Five pedestrians killed in just five weeks
In the course of just five weeks, five pedestrians – including a two-year old girl – were killed in traffic crashes across San Francisco.
At one of the crash locations, Mission Street and Naglee Avenue, another pedestrian had been killed just three months prior. Both were hit and run crashes.
And last Friday, a woman bicycling in the Inner Sunset neighborhood was hit and then dragged by a construction truck, suffering devastating injuries including the loss of a leg. We are reeling from these horrific and heartbreaking crashes.
At Walk San Francisco, we track all pedestrian fatalities, including capturing as many details about crashes as possible. Because of this, we know we are vulnerable getting around San Francisco if we’re on foot – and it’s not because we aren’t being careful enough as pedestrians.
The vast majority of the time pedestrians are hit, they are crossing in the crosswalk, like the two-year-old girl crossing with her mother at 4th and Channel Streets on February 27. The 46-year-old man killed in North Beach on March 5 was on the sidewalk when he was hit.
Too often, too many people falsely blame pedestrians. This distracts from the real problems: dangerous driving, street design, and vehicle design.
And too often there is a painful gap between public commitments and what actually changes on our streets.
Holding our City leaders accountable, supporting victims, & winning more solutions
Our leaders have the power to do more to address the real problems – and Walk SF won’t stop demanding this. We do this on behalf of victims, their loved ones, and everyone who walks in San Francisco every single day.
Right now, with the support of our members, Walk SF is:
- Supporting victims and their loved ones along with our Families for Safe Streets group. Thank you to those who came to the recent vigil we held to remember the little girl killed in Mission Bay. You’re invited to join us at a vigil for the two-year anniversary of the devastating crash in West Portal on Thursday, March 19 at 5:30PM in West Portal.

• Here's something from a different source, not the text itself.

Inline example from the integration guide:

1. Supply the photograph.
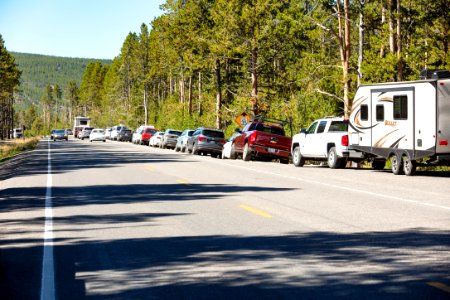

- Getting this issue the attention it needs and deserves. The lives cut short deserve being acknowledged, and the public needs to understand both the threat and solutions. Working with the media for stories like this one, hanging memorial signs at crash locations, up-to-date fatality tracking, holding vigils, and social media are all part of this.
- Looking to the first stated deadline within Mayor Lurie’s new Street Safety Initiative. The Street Safety Initiative Mayor Lurie authored and signed in December includes deadlines for the actions within it. The first deadline – 100 days – is coming up on March 25. We are eager for Mayor Lurie to share what progress has been. Within the Street Safety Initiative, Mayor Lurie did something no previous mayor has: created a first-ever Safe Streets Task Force within the Mayor’s Office. If this new Task Force can get agencies working together more efficiently, it could help deliver more safety solutions at the scale needed and prevent them from being watered down or delayed.
- Continuing to fight to protect funding for safe streets projects in the SFMTA’s next budget. This will be decided in April, which is why it’s so important for you to email SFMTA leadership now. Learn more and send your email.
I know so many of you shared in our heartbreak, anger, frustration, and fear. One of our members, Harrison Anderson, is channeling that in a very powerful way tomorrow. Read more for some inspiration.
Step by step and as a community, we will keep fighting for and winning the solutions needed to keep us safe.